DAVIES: What did the gem mine workers tell you about what was going on there, and their own knowledge of HIV when they were infected?

Mr. COHEN: It was a good time. Knowledge of HIV was low. Many people in Asia and Africa learn about HIV after they become infected. They don't even know about the disease. It was a good time had by all. I mean, the descriptions I heard of the gem mines made it sound like the Wild, Wild West.

DAVIES: And does the prevalence of HIV in that community pose a threat to other countries?

Mr. COHEN: Sure. I mean, there have been studies that have looked at HIV's spread outward from Myanmar and that has done--the study did a molecular epidemiological analysis where they looked at the gene sequences of the HIV strains traveling around Asia.

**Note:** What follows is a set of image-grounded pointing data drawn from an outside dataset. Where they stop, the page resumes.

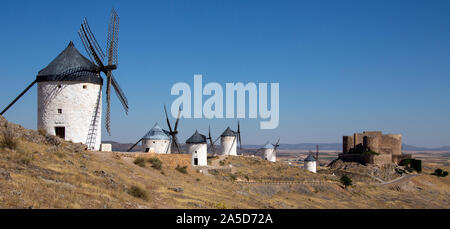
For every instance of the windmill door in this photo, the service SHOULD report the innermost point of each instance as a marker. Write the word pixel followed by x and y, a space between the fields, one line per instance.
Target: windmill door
pixel 60 131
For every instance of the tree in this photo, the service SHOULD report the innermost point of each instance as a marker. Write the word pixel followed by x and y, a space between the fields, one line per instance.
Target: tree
pixel 346 181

And they could map that the virus moved along the heroin trade routes from Myanmar in every direction. So certainly it spreads from there.

I mean, again, I'm always hesitant to, like, place blame. It's not Myanmar's fault that there's HIV in Asia. There's HIV in Asia because there's HIV anywhere the virus can go, and it will simply take advantage of any situation it can. Heroin trade routes--that's a great situation for a virus. It wants to move around. It wants to copy itself. I think we always have to see the world of HIV through HIV's eyes, so to speak.